A novel application of PVP functionalized ZnO2 nanomaterial has been presented as a potential nanomaterial for the removal of triavalent and hexavalent chromium from contaminated water. The ZnO2 nanomaterial is insoluble in water and soluble particles if any separate out during purification process. To confirm, left over concentration of zinc and acetate ions in the filtrate water were analyzed by Atomic Absorption Spectrometer and Ion Chromatograph respectively and concentration of these ions were always found below detection limits of AAS and IC system. The proposed nanomaterial due to high surface area effectively adsorb chromium and make it suitable for human consumption. The SEM-EDX and FTIR also confirm adsorption of chromium on the surfce of ZnO2 nanomaterial. The Kinetic study reveals that proposed nanomaterial effectively removes more than 99.9% of chromium within 15 minutes. The adsorption studies data were best fitted with Dubinin Raduskevich isotherm model and suggests purely physical adsorption over surface of ZnO2 nanoparticles. During the adsorption process, the pH of water does not alter and there is no need to adjust the pH using acid or alkali. So purify water can be safely used for several application in house including drinking. The PVP is also biocompatible and there is no side effect of the material. The proposed material can be used in remote areas and also suitable for low income people.
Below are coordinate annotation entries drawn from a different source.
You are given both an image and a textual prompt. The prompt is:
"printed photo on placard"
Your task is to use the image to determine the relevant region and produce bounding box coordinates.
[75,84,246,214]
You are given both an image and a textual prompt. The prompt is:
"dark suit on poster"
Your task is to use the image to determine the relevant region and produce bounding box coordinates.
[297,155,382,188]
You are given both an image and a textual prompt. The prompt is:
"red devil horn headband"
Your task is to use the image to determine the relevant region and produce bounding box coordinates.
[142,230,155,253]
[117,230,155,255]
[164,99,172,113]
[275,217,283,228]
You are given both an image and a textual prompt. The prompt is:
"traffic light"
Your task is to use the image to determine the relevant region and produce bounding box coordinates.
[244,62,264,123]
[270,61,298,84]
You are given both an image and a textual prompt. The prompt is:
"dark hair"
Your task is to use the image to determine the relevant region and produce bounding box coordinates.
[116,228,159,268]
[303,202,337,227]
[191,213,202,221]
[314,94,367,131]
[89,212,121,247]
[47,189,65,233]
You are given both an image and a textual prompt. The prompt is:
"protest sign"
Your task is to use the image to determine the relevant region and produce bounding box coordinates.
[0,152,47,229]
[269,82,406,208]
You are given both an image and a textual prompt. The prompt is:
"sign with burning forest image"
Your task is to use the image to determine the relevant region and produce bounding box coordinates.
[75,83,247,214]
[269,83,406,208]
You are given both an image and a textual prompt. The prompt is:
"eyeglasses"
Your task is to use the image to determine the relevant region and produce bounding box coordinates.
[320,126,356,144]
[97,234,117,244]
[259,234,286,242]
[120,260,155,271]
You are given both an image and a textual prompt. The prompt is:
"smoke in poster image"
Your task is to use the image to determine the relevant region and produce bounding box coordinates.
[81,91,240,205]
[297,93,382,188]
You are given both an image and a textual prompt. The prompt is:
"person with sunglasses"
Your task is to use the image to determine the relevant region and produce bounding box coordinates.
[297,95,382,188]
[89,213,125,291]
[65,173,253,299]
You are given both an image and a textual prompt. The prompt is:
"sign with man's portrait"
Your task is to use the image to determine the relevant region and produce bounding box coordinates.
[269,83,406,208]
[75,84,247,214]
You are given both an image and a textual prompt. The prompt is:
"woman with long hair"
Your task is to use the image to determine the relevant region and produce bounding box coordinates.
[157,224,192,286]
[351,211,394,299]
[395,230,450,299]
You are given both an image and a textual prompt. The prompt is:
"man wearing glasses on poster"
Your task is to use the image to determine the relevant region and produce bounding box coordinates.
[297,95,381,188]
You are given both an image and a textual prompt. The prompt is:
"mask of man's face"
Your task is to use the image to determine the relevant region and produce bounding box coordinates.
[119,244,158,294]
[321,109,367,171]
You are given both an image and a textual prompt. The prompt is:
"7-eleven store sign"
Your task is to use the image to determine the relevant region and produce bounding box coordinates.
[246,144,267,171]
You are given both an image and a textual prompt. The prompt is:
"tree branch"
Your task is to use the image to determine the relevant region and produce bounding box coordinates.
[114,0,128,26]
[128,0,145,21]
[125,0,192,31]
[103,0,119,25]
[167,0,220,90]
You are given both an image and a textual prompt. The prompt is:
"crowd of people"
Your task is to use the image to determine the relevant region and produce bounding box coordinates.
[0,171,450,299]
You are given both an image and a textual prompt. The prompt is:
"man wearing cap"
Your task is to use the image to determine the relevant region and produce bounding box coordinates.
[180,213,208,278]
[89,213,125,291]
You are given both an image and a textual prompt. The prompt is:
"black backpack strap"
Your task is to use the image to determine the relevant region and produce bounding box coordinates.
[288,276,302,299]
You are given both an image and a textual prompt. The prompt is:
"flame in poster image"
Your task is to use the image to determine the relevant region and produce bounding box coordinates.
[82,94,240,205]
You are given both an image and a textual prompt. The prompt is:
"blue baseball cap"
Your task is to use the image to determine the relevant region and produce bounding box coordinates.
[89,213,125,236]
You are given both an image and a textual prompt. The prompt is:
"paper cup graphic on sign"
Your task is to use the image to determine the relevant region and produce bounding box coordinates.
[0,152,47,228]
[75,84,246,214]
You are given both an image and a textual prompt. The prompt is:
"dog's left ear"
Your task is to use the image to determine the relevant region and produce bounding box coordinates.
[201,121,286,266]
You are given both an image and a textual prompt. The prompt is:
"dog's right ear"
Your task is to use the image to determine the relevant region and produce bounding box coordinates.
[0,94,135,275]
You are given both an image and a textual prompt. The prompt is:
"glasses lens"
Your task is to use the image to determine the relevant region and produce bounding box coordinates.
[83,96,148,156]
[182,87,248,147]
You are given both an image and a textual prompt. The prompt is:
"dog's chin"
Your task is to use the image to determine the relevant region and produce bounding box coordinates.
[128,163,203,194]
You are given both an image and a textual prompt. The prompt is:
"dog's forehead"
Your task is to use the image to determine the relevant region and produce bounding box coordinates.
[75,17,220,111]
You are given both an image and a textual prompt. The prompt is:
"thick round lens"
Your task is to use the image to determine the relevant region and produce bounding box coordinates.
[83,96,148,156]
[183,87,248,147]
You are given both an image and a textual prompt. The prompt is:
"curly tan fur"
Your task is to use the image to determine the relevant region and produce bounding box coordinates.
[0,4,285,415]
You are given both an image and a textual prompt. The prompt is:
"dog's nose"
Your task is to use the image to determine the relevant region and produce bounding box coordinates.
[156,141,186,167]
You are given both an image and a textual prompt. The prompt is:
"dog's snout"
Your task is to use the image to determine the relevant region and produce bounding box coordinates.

The following outcomes have been observed in the present investigation:
1. Dubinin - Raduskevich isotherm model fitted well to the present study and physical adsorption plays an important role in adsorption process.
2. TEM and EDS studies reveals physical adsorption of chromium over ZnO2 nanoparticles, which has been further confirms from the D-R isotherm model.
3. The PVP functionalized ZnO2 nanomaterial safely remove 20 mg L-1 of chromium (III&VI) below detection limit of FAAS. Whereas 0.07 and 0.08 mg L-1 of chromium (III and VI) remains from 30 mg L-1 and 0.14 and 0.18 mg L-1 from 50 mg L-1.
The authors are grateful to Director; CSIR- National Physical Laboratory, New Delhi for encouragement and permission to publish this work. The authors are also grateful to Dr Rashmi for XRD analysis, polymeric and soft material group for FTIR studies. The authors are also grateful to Sh. Prabhat K.Gupat, Head Analytical Chemistry group for their kind support.